No software de imagem, defina o tempo de exposição, binning, f-stop e campo de visão conforme apropriado para o experimento. Em seguida, crie uma região de interesse no local da ferida e meça o fluxo médio detectado em fótons por segundo. Para medir o fundo, crie uma região de interesse sobre uma área aleatória na plataforma de imagem e subtraia o número de fundo de fótons por segundo.
No final do experimento, em um armário de bio segurança, use tesouras estéreis e fórceps para extirpar os leitos de ferida e colocar cada cama em um mililitro de PBS estéril em um tubo de polipropileno de 1,5 mililitro. Pique o tecido da ferida com uma tesoura e incubar os pedaços de tecido em um agitador a quatro graus Celsius em 300 rotações por minuto durante duas horas. No final da incubação, vórtice de cada tubo por 10 segundos antes de diluir em série o efluente bacteriano na PBS e emplacar o efluente bacteriano diluído no ágar LB para quantificar a carga bacteriana.
Esta imagem representativa obtida usando um sistema óptico de imagem demonstra que este modelo resulta em luminescência detectável. Neste experimento, a infecção atingiu o pico no terceiro dia pós-inoculação e persistiu sete dias após a inoculação com base tanto na bioluminescência quanto na contagem de colônias. A cultura das bactérias isoladas da ferida demonstra ainda que a colônia quantificada formando unidades por ferida se correlaciona com a luminescência detectada.

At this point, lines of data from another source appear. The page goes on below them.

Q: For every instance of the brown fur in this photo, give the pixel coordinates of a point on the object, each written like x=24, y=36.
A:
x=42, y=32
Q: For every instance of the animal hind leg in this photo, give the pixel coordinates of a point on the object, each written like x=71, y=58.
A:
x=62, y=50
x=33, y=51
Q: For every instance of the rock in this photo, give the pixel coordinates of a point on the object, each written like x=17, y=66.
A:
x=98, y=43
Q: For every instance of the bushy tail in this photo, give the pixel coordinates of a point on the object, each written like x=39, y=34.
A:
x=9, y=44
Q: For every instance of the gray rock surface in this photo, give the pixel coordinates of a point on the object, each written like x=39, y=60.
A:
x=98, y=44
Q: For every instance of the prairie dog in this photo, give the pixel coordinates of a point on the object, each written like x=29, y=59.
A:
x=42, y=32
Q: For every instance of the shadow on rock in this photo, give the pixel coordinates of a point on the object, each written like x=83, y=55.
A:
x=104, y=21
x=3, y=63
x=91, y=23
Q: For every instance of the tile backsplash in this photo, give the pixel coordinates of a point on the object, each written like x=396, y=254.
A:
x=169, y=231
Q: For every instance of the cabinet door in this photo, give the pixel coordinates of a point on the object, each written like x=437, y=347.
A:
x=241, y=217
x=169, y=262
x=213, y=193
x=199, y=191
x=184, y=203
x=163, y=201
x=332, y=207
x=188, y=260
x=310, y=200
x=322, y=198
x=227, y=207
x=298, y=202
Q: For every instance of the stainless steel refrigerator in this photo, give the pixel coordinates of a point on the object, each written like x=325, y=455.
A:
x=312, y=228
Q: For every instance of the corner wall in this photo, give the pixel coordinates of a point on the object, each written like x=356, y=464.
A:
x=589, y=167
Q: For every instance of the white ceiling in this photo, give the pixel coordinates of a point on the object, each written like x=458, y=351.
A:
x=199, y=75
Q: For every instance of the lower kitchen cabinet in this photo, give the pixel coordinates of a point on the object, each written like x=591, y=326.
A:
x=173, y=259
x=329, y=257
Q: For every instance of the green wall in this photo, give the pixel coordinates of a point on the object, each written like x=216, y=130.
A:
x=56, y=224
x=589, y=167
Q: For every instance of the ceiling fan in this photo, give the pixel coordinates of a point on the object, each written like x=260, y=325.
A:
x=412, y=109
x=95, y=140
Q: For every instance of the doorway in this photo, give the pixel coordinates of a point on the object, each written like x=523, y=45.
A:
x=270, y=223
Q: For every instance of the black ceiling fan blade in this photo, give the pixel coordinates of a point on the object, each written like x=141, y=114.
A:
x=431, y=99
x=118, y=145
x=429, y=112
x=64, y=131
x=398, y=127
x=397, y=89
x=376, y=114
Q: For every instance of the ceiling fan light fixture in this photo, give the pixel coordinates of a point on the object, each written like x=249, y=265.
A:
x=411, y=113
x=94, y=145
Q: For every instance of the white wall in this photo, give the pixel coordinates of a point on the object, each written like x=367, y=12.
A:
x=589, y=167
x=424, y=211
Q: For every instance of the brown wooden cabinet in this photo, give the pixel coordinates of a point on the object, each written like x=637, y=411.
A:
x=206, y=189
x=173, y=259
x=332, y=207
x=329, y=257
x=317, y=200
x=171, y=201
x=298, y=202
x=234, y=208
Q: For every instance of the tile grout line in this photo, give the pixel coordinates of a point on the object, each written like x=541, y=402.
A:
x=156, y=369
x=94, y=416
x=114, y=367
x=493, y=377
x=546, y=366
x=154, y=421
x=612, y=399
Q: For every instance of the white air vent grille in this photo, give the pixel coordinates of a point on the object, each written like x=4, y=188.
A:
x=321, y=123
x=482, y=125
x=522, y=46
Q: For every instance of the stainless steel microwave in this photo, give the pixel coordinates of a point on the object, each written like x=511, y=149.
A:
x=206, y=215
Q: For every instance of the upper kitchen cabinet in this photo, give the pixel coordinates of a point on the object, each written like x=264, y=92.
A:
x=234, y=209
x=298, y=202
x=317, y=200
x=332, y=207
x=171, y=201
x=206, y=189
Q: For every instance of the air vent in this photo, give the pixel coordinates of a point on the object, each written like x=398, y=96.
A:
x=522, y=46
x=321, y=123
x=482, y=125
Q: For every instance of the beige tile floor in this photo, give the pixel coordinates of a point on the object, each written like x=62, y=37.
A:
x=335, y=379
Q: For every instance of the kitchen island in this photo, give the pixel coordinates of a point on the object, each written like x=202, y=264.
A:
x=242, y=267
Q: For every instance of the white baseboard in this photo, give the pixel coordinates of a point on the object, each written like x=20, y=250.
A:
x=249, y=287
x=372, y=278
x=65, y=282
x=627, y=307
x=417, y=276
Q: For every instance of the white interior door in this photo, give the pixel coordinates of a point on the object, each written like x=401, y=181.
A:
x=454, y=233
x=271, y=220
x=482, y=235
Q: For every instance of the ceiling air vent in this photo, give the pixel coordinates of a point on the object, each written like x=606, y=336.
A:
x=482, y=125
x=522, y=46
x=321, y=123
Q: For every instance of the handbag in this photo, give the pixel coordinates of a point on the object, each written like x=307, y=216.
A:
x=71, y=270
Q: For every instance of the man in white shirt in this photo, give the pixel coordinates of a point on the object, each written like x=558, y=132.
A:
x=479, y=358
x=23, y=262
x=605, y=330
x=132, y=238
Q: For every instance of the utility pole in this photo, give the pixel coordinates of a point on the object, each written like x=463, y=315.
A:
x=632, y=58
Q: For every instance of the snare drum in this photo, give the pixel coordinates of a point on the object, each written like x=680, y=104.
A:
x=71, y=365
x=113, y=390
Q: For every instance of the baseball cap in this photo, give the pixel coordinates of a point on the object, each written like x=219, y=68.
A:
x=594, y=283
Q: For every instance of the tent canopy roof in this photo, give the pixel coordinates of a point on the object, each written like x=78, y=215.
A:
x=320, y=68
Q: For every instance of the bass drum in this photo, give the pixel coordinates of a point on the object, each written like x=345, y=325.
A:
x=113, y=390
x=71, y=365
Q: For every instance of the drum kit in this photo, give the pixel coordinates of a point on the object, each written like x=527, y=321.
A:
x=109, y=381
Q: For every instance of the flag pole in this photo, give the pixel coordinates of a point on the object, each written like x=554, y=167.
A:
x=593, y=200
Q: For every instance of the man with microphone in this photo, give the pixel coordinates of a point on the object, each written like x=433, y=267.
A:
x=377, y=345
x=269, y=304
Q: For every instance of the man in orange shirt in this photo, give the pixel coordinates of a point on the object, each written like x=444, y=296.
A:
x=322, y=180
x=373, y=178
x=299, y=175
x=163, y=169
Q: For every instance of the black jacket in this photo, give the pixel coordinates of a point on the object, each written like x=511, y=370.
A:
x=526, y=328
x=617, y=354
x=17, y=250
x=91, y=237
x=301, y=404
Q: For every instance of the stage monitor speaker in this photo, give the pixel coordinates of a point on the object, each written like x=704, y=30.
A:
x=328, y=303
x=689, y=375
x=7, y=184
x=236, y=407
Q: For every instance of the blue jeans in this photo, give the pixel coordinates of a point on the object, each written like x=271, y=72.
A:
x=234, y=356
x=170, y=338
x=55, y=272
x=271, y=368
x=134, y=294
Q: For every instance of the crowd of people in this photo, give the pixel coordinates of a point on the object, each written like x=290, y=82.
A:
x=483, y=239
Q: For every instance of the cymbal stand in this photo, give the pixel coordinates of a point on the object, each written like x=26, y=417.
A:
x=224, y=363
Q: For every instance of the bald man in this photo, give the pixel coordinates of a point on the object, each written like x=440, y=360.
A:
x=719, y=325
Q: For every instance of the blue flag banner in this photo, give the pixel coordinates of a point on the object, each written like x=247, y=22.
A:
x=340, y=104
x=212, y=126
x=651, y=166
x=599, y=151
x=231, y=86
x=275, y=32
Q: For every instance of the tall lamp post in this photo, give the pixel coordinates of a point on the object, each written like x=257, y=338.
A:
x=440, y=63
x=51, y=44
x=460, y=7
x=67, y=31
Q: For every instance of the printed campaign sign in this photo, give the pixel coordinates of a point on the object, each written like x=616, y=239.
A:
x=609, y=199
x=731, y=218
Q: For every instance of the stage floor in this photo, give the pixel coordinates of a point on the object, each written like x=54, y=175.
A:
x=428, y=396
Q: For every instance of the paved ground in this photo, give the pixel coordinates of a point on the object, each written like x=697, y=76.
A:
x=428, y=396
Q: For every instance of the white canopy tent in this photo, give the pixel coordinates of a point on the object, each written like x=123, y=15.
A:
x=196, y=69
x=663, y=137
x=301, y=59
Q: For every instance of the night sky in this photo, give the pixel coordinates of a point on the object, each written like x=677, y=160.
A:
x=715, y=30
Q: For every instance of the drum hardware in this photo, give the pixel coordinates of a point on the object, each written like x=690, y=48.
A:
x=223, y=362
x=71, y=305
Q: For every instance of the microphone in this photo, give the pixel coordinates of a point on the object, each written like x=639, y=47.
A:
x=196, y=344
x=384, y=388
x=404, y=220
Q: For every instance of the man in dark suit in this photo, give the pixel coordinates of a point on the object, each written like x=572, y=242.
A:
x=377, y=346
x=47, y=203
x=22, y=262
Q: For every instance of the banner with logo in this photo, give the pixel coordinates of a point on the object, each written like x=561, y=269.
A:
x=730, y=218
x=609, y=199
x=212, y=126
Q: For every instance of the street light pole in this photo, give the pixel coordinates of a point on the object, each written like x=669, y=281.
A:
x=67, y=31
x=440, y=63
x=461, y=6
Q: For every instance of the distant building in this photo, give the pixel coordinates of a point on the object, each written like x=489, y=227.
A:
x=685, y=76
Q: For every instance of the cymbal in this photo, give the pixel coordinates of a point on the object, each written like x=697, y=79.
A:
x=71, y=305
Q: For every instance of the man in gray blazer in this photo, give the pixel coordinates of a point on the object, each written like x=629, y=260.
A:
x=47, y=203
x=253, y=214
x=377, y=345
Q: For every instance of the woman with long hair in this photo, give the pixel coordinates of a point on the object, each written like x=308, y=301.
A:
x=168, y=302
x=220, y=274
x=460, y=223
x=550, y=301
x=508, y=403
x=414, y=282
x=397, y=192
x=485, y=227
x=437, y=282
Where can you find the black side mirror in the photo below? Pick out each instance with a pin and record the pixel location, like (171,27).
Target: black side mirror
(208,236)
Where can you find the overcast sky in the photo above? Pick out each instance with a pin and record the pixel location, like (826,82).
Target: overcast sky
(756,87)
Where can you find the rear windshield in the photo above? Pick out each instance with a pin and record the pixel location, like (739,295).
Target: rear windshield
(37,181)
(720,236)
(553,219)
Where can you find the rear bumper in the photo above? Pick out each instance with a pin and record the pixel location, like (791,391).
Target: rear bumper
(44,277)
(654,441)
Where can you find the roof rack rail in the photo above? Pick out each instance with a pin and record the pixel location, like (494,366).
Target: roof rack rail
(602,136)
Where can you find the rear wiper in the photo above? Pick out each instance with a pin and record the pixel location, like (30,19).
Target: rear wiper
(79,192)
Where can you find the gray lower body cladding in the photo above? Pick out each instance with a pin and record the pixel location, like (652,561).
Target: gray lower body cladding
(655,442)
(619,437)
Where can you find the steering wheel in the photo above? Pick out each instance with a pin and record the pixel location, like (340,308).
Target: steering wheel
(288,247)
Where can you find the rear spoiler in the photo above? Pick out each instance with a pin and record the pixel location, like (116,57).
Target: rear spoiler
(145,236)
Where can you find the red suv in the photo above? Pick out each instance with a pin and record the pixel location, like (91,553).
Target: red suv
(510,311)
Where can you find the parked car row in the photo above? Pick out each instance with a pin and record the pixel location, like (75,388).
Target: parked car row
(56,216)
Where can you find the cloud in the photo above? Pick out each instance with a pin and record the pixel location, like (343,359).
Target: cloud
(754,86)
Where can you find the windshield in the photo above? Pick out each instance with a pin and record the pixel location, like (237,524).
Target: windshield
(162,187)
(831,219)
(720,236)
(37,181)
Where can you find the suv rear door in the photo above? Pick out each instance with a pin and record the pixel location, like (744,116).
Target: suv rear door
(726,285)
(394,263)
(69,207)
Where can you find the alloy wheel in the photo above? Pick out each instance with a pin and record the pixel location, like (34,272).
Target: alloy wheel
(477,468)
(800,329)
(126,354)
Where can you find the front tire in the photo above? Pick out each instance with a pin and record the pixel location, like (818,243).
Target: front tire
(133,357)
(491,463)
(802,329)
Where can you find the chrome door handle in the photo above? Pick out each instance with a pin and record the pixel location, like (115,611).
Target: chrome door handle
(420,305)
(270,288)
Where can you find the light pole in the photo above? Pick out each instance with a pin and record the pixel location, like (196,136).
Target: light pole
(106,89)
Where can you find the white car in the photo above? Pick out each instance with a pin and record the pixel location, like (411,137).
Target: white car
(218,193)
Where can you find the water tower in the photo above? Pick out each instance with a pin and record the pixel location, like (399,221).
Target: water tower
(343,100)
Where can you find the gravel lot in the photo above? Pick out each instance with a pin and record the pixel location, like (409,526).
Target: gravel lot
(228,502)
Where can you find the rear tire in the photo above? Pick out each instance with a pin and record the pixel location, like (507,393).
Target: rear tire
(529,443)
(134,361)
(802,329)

Embora haja uma perda de peso rápida inicial imediatamente após a injeção, injeções salinas e nutrição suplementar podem restaurar os camundongos aos seus pesos iniciais. A dose de inoculação calculada da qual 50% das feridas se tornarão substancialmente infectadas foi determinada em cerca de 7,7 vezes 10 para a segunda colônia formando unidades por mililitro. Doses superiores a uma vezes 10 a quarta colônia formando unidades por mililitro resultam em uma taxa de infecção de 100%.
Vários tratamentos tópicos e sistêmicos podem ser aplicados após os procedimentos de woundamento e inoculação para investigar novas terapias potenciais para Pseudomonas aeruginosa. Todo o trabalho com Pseudomonas aeruginosa e camundongos infectados deve ser conduzido com precauções de segurança BSL-2 de acordo com as diretrizes do comitê institucional de biosegurança e uso animal do pesquisador.